Осторожно высвободив руку, он громко сказал:
— Войдите!
— Нет, нет, подождите! — крикнула она и тотчас сморщилась как-то брезгливо. — Что же вы… А впрочем, как хотите. Я понимаю, вам-то что…
Дробышев покраснел:
— Вы не поняли. Я готов. Я не отказываюсь. Я собирался при нем…
— Нет, как же так сразу… — вдруг испугалась она. — Ведь вы должны… Он поймет. Даже не то. О чем я? Ах да… Вы не должны, если только из-за меня. Я ведь не знаю, может я не имею права? — Она перешла на горячечный шепот. — Он меня всегда уверял — все великое требует жертв. Он себя ведь не щадил, может, он и вправду… Когда я его слушаю, я верю, я на все готова. В конце концов, что я такое? Подумаешь, медсестра в профилактории. Может, вы не должны, то есть я… какое у меня право?
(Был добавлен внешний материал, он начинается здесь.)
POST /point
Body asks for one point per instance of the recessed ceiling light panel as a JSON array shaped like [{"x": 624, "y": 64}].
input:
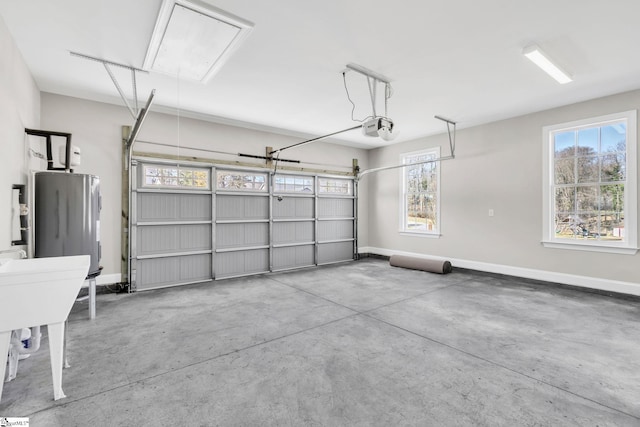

— Да что вы, выкиньте из головы, — так же шепотом бормотал Дробышев, потрясенный ее чувством. — Ничего тут великого, ерунда это, семечки, клянусь вам, ради бога не сомневайтесь, да если б и было, если б и великое, разве стоит оно, ваша жизнь, сына, его самого, я ведь все почувствовал. У меня тоже было…
Ему аж горло перехватило, он готов был поклониться ей, поцеловать ей руку — он знал, что сделает все, чтобы защитить ее, помочь, выручить…
Дверь медленно, тягуче отворилась. Петли, которые никогда не скрипели, тут почему-то взвизгнули. Селянин появился с вымученной, ненужной улыбкой.
Однажды Дробышеву пришлось консультировать биохимиков, исследующих электрическую активность мозга. Он видел эти сероватые снаружи, ярко-белые внутри бугристые полушария, утыканные электродами, пронизанные невидимыми импульсами, и сейчас он с такой же явственностью ощущал свой собственный мозг, всякие нейронные структуры, механизм его, который включился, ожил, задействовал с четкостью счетной машины.
Сомнения его разрешились. Теперь он мог не стесняться, он мог поставить Селянина на место, разделать его, как бог черепаху. Он просто обязан был ошельмовать его работу. И никаких церемоний и оговорок. Все получило оправдание, самое святое, высокое. Даже не оправдание, потому что оправдание означает какую-то вину, а речь шла о долге, у Дробышева никакого выбора не было. Он заносил красный фломастер над очередной страницей и ставил жирный, нестираемый крючок вопроса. И раньше он обладал прямо-таки даром мгновенно нащупывать слабые места. Но тут он развернулся, тут он показал себя. А известно ли автору, какие процессы происходят при подобном форсировании? А где же расчеты? Отрицательный электрод — это одно, а что будет с положительным? Как изменяются сроки службы? Он уцепился за эти разделы и стал трясти и потрошить, избегая прочих деталей. Вопросы, которые он ставил, были безответны, потому что сам Дробышев не знал ответа на них. Сомнения всегда неопровержимы. Шведы, а затем японцы в сороковых годах отказались от подобного форсирования, а почему? Неужели Селянин не читал? Ах, языков не знает? Теория подобия вам известна? Не то чтобы Дробышев экзамен устраивал, — надо же выяснить, на каком уровне разговор вести. На пальцах такие вещи не докажешь… «Интуиция», «озарение» — это, простите, не метод.